Binary Ninja is built to be as extensible as possible and that includes adding and extending new architectures. While we’ve published example architectures before, this blog post is meant to serve as a more detailed introduction to what goes into adding an architecture. Specifically, this series of blog posts will get you started from zero plugin writing experience to a fully functional architecture with easy to verify checkpoints along the way in a short amount of time.
This first post in the series is meant to get you going with a very fast architecture disassembler in an afternoon by leveraging an existing disassembler and wrapping it into the appropriate APIs. In the second part of the series, I’ll introduce more of the concepts behind Binary Ninja’s IL and how that forms the basis for its advanced analysis.
[EDITOR’S NOTE: This post was lost in the shuffle during some website maintenance and is being re-posted in a corrected form. Sorry about that!]
First, let’s verify we can get a very simple plugin running. Create a hello.py
in your plugin directory (you can also quickly open that folder using the Tools menu in Binary Ninja itself):
Yes, that’s it. Observe that “Hello, world!” shows up in your log window after running Binja. There are more official guidelines, and a sample plugin, but this is all that’s needed.

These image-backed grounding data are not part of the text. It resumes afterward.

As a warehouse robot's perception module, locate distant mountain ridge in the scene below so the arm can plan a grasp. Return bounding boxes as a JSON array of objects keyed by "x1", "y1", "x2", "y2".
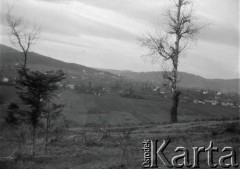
[{"x1": 0, "y1": 44, "x2": 240, "y2": 93}]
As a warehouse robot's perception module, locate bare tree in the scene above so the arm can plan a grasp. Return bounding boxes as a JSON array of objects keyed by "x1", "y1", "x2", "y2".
[
  {"x1": 139, "y1": 0, "x2": 201, "y2": 123},
  {"x1": 6, "y1": 7, "x2": 41, "y2": 68}
]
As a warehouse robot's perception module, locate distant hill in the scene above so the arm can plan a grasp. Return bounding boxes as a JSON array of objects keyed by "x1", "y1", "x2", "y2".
[
  {"x1": 101, "y1": 69, "x2": 240, "y2": 93},
  {"x1": 0, "y1": 44, "x2": 240, "y2": 92}
]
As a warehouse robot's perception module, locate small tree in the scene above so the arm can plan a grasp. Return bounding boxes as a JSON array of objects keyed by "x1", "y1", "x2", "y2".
[
  {"x1": 139, "y1": 0, "x2": 200, "y2": 123},
  {"x1": 4, "y1": 103, "x2": 20, "y2": 128},
  {"x1": 17, "y1": 67, "x2": 65, "y2": 155}
]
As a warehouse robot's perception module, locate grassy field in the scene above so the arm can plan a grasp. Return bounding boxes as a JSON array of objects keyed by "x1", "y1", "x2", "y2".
[{"x1": 0, "y1": 87, "x2": 240, "y2": 169}]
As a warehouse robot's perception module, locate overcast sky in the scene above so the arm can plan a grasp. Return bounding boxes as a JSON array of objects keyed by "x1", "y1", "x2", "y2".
[{"x1": 0, "y1": 0, "x2": 240, "y2": 79}]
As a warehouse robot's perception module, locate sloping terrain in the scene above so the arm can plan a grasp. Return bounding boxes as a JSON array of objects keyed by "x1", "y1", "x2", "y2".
[{"x1": 102, "y1": 69, "x2": 240, "y2": 93}]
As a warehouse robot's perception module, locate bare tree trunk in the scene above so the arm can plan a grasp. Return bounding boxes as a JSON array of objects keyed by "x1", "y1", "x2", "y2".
[
  {"x1": 32, "y1": 127, "x2": 36, "y2": 156},
  {"x1": 171, "y1": 90, "x2": 181, "y2": 123}
]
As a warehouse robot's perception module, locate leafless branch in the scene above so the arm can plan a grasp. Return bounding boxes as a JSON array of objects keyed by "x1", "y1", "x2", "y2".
[{"x1": 6, "y1": 7, "x2": 41, "y2": 67}]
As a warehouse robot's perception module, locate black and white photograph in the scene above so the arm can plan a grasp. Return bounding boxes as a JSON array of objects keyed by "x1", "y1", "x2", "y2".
[{"x1": 0, "y1": 0, "x2": 240, "y2": 169}]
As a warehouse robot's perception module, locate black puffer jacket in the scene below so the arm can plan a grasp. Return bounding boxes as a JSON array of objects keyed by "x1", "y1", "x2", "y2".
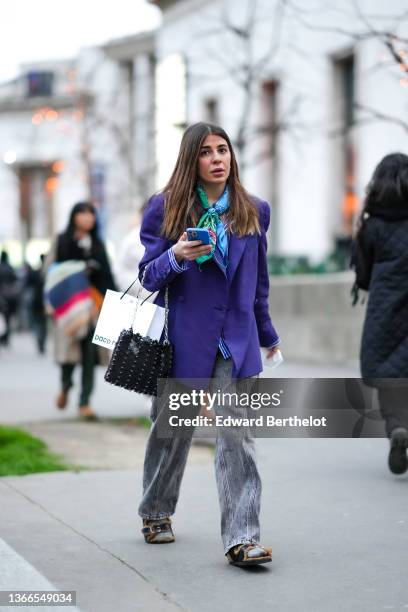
[{"x1": 352, "y1": 216, "x2": 408, "y2": 378}]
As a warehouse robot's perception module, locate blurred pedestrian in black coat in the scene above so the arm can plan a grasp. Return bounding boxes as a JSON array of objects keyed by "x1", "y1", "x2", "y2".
[
  {"x1": 352, "y1": 153, "x2": 408, "y2": 474},
  {"x1": 0, "y1": 251, "x2": 19, "y2": 346}
]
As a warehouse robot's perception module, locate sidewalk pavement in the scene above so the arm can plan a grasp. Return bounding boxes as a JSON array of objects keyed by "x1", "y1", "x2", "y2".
[
  {"x1": 0, "y1": 336, "x2": 408, "y2": 612},
  {"x1": 0, "y1": 439, "x2": 408, "y2": 612}
]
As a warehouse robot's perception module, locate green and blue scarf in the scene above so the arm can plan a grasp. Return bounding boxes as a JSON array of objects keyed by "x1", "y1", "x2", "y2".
[{"x1": 196, "y1": 184, "x2": 229, "y2": 270}]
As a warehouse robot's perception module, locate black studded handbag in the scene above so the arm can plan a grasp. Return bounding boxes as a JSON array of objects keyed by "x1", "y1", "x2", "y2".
[{"x1": 105, "y1": 266, "x2": 173, "y2": 396}]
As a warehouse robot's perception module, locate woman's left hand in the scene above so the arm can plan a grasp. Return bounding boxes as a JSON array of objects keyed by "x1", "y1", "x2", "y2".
[{"x1": 266, "y1": 344, "x2": 280, "y2": 359}]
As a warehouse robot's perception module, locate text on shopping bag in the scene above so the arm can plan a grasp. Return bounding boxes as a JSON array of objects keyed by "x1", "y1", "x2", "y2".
[{"x1": 92, "y1": 289, "x2": 165, "y2": 350}]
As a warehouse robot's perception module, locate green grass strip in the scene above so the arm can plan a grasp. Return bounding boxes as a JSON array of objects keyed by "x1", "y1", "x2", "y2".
[{"x1": 0, "y1": 426, "x2": 72, "y2": 476}]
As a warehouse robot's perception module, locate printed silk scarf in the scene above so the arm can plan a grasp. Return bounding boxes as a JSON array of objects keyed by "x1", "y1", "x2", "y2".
[{"x1": 196, "y1": 180, "x2": 229, "y2": 268}]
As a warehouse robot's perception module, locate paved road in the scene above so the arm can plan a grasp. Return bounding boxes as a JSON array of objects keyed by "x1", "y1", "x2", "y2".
[{"x1": 0, "y1": 334, "x2": 358, "y2": 423}]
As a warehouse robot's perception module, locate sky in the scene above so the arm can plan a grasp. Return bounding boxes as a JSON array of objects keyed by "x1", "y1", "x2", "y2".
[{"x1": 0, "y1": 0, "x2": 160, "y2": 82}]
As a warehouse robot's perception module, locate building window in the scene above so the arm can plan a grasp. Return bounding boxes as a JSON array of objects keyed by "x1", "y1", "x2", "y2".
[
  {"x1": 255, "y1": 80, "x2": 279, "y2": 253},
  {"x1": 333, "y1": 54, "x2": 359, "y2": 242},
  {"x1": 204, "y1": 98, "x2": 218, "y2": 124},
  {"x1": 27, "y1": 72, "x2": 54, "y2": 98}
]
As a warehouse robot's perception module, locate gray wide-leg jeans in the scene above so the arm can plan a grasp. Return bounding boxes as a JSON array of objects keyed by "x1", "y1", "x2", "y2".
[{"x1": 138, "y1": 352, "x2": 262, "y2": 552}]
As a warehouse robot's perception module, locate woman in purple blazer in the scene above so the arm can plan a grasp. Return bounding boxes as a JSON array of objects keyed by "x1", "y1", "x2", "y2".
[{"x1": 139, "y1": 123, "x2": 280, "y2": 566}]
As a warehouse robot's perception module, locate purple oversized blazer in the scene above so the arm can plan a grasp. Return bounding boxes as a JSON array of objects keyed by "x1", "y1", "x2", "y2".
[{"x1": 139, "y1": 193, "x2": 279, "y2": 379}]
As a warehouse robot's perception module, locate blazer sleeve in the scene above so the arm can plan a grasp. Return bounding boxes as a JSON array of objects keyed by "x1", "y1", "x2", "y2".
[
  {"x1": 139, "y1": 194, "x2": 187, "y2": 291},
  {"x1": 254, "y1": 202, "x2": 280, "y2": 348}
]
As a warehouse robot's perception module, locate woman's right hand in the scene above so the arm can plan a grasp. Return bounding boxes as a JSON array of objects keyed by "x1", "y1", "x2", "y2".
[{"x1": 172, "y1": 232, "x2": 211, "y2": 263}]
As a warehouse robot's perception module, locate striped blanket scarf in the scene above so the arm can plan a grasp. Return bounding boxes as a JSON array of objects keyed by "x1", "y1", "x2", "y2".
[{"x1": 44, "y1": 260, "x2": 94, "y2": 339}]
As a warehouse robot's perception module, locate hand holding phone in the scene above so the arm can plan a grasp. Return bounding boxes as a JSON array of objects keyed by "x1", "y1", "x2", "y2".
[
  {"x1": 186, "y1": 227, "x2": 210, "y2": 244},
  {"x1": 172, "y1": 227, "x2": 212, "y2": 263}
]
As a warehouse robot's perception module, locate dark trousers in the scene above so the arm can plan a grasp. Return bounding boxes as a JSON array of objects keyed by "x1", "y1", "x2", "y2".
[
  {"x1": 378, "y1": 387, "x2": 408, "y2": 437},
  {"x1": 61, "y1": 329, "x2": 96, "y2": 406}
]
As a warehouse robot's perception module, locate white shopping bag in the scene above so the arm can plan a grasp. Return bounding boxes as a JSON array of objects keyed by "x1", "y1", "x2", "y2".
[
  {"x1": 92, "y1": 289, "x2": 165, "y2": 350},
  {"x1": 262, "y1": 349, "x2": 285, "y2": 370}
]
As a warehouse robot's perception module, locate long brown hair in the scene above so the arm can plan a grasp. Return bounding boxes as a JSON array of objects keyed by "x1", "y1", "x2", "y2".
[{"x1": 157, "y1": 122, "x2": 260, "y2": 240}]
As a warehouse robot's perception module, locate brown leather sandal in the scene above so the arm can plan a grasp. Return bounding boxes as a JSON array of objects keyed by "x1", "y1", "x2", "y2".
[
  {"x1": 141, "y1": 517, "x2": 176, "y2": 544},
  {"x1": 225, "y1": 542, "x2": 272, "y2": 567}
]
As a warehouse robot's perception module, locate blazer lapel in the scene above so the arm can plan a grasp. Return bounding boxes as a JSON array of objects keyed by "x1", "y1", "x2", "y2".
[{"x1": 227, "y1": 234, "x2": 248, "y2": 281}]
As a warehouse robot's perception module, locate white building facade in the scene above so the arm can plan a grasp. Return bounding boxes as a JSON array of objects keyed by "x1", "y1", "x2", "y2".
[
  {"x1": 153, "y1": 0, "x2": 408, "y2": 262},
  {"x1": 0, "y1": 33, "x2": 155, "y2": 264},
  {"x1": 0, "y1": 0, "x2": 408, "y2": 262}
]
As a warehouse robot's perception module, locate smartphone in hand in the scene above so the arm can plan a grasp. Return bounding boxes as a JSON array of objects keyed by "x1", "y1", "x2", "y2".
[{"x1": 186, "y1": 227, "x2": 210, "y2": 244}]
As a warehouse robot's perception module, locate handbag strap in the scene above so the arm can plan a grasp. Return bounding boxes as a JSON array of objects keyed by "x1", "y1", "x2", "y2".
[{"x1": 120, "y1": 264, "x2": 169, "y2": 344}]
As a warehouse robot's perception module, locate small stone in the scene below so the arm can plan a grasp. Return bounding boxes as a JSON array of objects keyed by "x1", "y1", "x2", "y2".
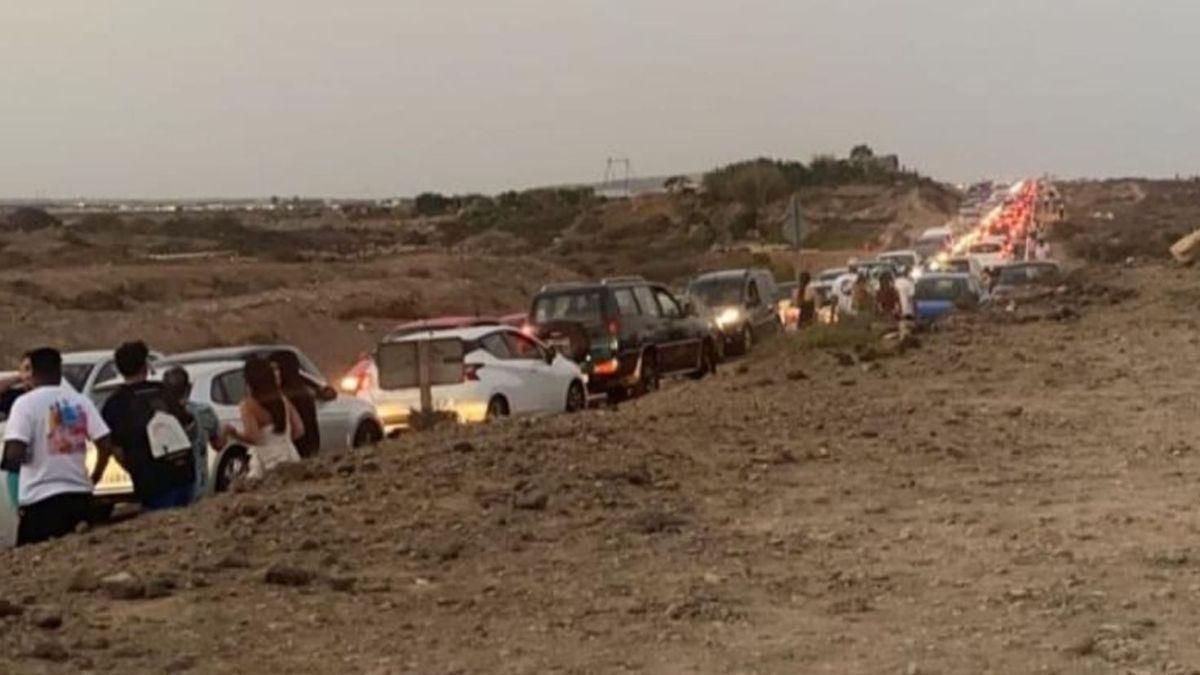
[
  {"x1": 0, "y1": 598, "x2": 25, "y2": 619},
  {"x1": 263, "y1": 562, "x2": 314, "y2": 587},
  {"x1": 30, "y1": 607, "x2": 62, "y2": 631},
  {"x1": 100, "y1": 572, "x2": 146, "y2": 601},
  {"x1": 29, "y1": 640, "x2": 71, "y2": 663},
  {"x1": 512, "y1": 488, "x2": 550, "y2": 510}
]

Now let’s test some real APIs:
from binaryninja.log import log_info
log_info("Hello, world!")
From this point on, your code can declare to Binja that it’s a PluginCommand, a BinaryView, or even a new Architecture entirely.
We’re working with Architectures, so let’s pick a reasonably small one for demonstration purposes: Z80. Let’s tell Binja that we’re an architecture by extending the Architecture class:
from binaryninja.architecture import Architecture
class Z80(Architecture):
name = 'Z80'
Z80.register()
Re-launch Binja and using the python console:
>>> list(binaryninja.Architecture)
[<arch: aarch64>, <arch: armv7>, <arch: thumb2>, <arch: armv7eb>, <arch: thumb2eb>, <arch: mipsel32>, <arch: mips32>, <arch: ppc>, <arch: ppc_le>, <arch: x86_16>, <arch: x86>, <arch: x86_64>, <arch: Z80>]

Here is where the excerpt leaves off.